Amazon relance son pari sur le commerce en ligne : l'échec du fire phone reste une leçon
Après un premier essai désastreux en 2014, Amazon tente de reconquérir le marché des smartphones avec un nouveau dispositif, baptisé en interne « Transformer ». L'entreprise mise cette fois sur l'intégration poussée à ses propres services, une stratégie qui avait déjà échoué avec le Fire Phone.

Le fire phone : un flop sans précédent
L'histoire du Fire Phone est souvent évoquée comme l'un des plus grands échecs de l'histoire de l'industrie mobile. Considéré comme un produit prématuré, il manquait cruellement de l'écosystème d'applications indispensable pour séduire les consommateurs. L'absence du Google Play Store, et plus largement des services Google (Gmail, YouTube, Maps, etc.), a été un coup fatal. Les utilisateurs étaient limités à l'Amazon Appstore, qui ne proposait pas toutes les applications populaires.

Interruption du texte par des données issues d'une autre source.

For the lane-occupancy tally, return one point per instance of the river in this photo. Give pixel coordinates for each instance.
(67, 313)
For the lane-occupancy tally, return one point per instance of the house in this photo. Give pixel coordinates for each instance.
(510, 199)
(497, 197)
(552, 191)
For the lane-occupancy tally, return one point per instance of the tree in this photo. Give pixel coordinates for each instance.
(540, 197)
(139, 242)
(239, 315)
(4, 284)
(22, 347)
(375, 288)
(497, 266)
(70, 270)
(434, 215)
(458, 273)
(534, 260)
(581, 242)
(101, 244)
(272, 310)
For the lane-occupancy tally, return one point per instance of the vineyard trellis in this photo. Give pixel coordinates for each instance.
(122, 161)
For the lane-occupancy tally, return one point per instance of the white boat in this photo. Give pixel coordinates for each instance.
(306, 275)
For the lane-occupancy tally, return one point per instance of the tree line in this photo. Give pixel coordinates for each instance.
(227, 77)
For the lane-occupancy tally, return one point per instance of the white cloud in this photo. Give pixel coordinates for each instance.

Mais le problème ne se résumait pas à cela. Des applications de réseaux sociaux comme Instagram ou Snapchat, ainsi que des services bancaires, étaient indisponibles. Amazon avait opté pour Fire OS, une version modifiée d'Android, au lieu d'intégrer les Google Mobile Services (GMS). Une décision qui s'est avérée coûteuse.
L'entreprise avait tenté de compenser ce manque en intégrant ses propres applications : Amazon Video, Amazon Music et Silk Browser. L'idée était de créer un écosystème fermé, où les utilisateurs seraient naturellement incités à consommer les services Amazon. Or, le faible nombre d'utilisateurs du Fire Phone a dissuadé les développeurs Android d'adapter leurs applications à Fire OS.
Amazon a finalement fermé l'Amazon Appstore aux appareils Android non Amazon l'année dernière. La leçon est claire : les consommateurs ne sont pas disposés à renoncer à leurs applications préférées, même au nom d'un écosystème intégré.